Chargée de projet pour le Centre d’innovation sociale en agriculture (CISA), affilié au cégep de Victoriaville, Émilie Parent travaille auprès des Atikamekw d’Opitciwan, une communauté d’environ 2 400 habitants située sur la rive nord du réservoir Gouin, à 280 kilomètres à l’ouest de Roberval. Son rôle? Aider la communauté à atteindre l’autonomie alimentaire par l’agriculture.

Dans cette région, les fruits et les légumes offerts à l’épicerie sont vendus à des couts très élevés par rapport au revenu de la population. Et comme ces aliments ont parcouru un long voyage avant de parvenir à destination, ils arrivent souvent amochés, ce qui donne peu envie de les consommer. Les gens ne les achètent donc pas!

Pour contrer cette problématique, l’agriculture se présente comme une solution intéressante. Or, la culture de fruits et de légumes fait peu partie des habitudes des Atikamekw, qui pratiquent surtout la chasse et la cueillette. Une grande partie des habitants quittent d’ailleurs Opitciwan durant la belle saison pour partir chasser à travers leur vaste territoire.

L’agriculture est donc difficile à implanter dans la communauté. « Ce n’est pas tout le monde qui est là en été, mais les plantes, elles, elles doivent être arrosées! », dit Émilie Parent.

Une belle expérience pour plusieurs

Émilie Parent

Le projet1 sur lequel Émilie Parent travaille consiste donc à enseigner l’agriculture à celles et ceux qui demeurent dans la communauté durant l’été. Afin d’aider les habitantes et habitants à développer leur autonomie alimentaire, huit espaces de jardinage ont été créés ces dernières années, dont une nouvelle serre pédagogique.
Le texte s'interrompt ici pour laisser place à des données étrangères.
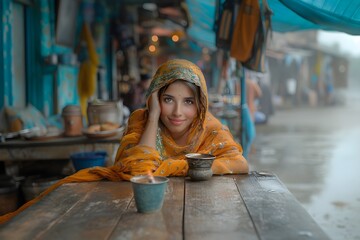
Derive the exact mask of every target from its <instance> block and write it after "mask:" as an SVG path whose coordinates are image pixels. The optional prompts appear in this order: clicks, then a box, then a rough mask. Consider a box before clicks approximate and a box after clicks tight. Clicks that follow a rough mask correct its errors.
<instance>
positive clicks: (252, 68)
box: [243, 0, 272, 72]
mask: <svg viewBox="0 0 360 240" xmlns="http://www.w3.org/2000/svg"><path fill="white" fill-rule="evenodd" d="M260 3H261V8H260V9H261V11H260V17H261V19H260V21H259V26H258V29H257V31H256V35H255V39H254V44H253V48H252V50H251V56H250V58H249V59H248V60H247V61H245V62H244V63H243V65H244V67H246V68H248V69H251V70H254V71H257V72H265V71H266V69H265V57H266V45H267V44H266V43H267V38H268V33H269V31H270V30H271V14H272V11H271V10H270V8H269V5H268V4H267V1H266V0H260Z"/></svg>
De nombreuses personnes se prêtent chaque année avec enthousiasme à l’expérience potagère. Elles cultivent, notamment, des pommes de terre, des concombres, des courgettes, de la laitue, des carottes et des courges, qui poussent tous très bien sur le bord de l’immense réservoir Gouin.

« Les activités extérieures connaissent un engouement auprès de la population, surtout là où souvent il n’y a pas grand-chose à faire, explique la chargée de projet. Et prendre soin de quelque chose de vivant, c’est vraiment très attrayant pour les personnes qui participent. »
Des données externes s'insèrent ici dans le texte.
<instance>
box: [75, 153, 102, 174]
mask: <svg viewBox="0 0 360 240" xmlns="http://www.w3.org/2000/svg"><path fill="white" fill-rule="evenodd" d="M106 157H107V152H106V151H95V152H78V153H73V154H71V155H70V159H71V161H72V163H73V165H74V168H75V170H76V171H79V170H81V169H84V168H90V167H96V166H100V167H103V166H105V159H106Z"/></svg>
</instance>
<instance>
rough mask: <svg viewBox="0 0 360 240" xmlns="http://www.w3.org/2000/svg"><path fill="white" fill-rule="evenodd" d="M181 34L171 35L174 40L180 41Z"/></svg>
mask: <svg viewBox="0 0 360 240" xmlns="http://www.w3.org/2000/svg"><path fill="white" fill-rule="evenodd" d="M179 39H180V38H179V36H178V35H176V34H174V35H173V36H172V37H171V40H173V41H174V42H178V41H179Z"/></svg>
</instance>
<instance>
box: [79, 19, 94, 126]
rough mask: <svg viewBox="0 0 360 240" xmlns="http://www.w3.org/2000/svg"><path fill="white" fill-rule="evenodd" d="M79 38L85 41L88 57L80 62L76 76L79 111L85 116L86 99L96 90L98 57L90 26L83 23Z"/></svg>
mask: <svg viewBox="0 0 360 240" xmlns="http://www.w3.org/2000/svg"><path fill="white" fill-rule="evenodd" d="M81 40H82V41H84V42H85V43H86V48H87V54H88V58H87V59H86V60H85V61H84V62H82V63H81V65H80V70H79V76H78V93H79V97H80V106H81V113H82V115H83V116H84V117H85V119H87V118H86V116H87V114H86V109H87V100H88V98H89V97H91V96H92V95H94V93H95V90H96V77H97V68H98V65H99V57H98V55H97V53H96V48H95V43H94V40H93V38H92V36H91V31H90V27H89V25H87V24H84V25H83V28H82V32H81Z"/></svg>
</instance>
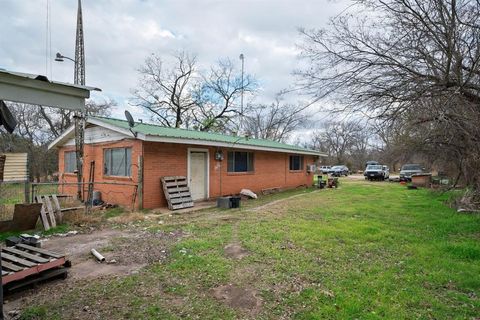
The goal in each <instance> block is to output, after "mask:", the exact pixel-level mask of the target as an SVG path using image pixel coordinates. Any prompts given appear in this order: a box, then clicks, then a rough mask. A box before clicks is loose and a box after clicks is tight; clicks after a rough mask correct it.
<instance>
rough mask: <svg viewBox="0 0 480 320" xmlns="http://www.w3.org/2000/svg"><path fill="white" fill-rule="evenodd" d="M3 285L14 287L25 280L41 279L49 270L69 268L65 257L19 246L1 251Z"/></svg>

Ce projet attire aussi des étudiantes et des étudiants en anthropologie et en agriculture du cégep de Victoriaville. Les jeunes, embauchés par le CISA, ont l’occasion de vivre au sein de la communauté atikamekw durant la période estivale. Ils créent des liens et deviennent en quelque sorte « des ambassadrices et des ambassadeurs sur le terrain », indique Émilie Parent.

S’adapter à la réalité des Atikamekw

« Nous [l’équipe du CISA] travaillons beaucoup à changer notre façon de faire pour nous adapter à celle de la communauté, à sa vision, et pour répondre à ses besoins, explique la chargée de projet. Il y a des différences culturelles, par exemple sur la façon d’appréhender le temps, l’organisation des activités de groupe, la place du travail, etc. »
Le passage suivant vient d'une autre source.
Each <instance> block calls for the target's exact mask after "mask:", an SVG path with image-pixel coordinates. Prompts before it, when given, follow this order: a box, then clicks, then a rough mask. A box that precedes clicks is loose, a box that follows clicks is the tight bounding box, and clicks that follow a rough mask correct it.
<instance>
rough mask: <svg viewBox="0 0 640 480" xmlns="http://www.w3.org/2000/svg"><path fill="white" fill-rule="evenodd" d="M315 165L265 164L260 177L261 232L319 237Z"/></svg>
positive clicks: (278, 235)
À l’été 2021, deux étudiants en anthropologie se sont joints à l’aventure à Opitciwan dans le cadre d’un nouveau projet de recherche. Financé par le ministère de l’Éducation, ce projet vise à travailler sur les procédés de mobilisation et à intégrer les façons de faire des communautés autochtones. L’expérience a connu du succès, surtout auprès des élèves de l’école secondaire de la communauté, qui étaient invités à participer.

Le CISA, nouvellement syndiqué

Le Centre d’innovation sociale en agriculture (CISA) du cégep de Victoriaville est le seul centre collégial de transfert technique québécois (CCTT) qui concentre ses recherches sur les problématiques sociales du monde agricole.

En 2020, la trentaine de travailleuses et de travailleurs a rejoint les rangs du Syndicat des professionnels du Cégep de Victoriaville affilié à la FPPC-CSQ2. Émilie Parent, conseillère à l’exécutif syndical, affirme que « ça fait vraiment une différence d’être au sein du syndicat, il faut qu’il y ait des gens de notre service qui soient là-dedans, parce que notre réalité en tant que chercheurs est différente de celle des autres professionnels par rapport à notre travail. Là, on peut avoir un dialogue! »


1 Le projet d’Émilie Parent avec le CISA est rendu possible grâce à la collaboration d’Ernest Awashish, agent de développement économique, et de Marie-Soleil Weizineau, directrice de l’aménagement à Opitciwan.
2 Fédération du personnel professionnel des collèges.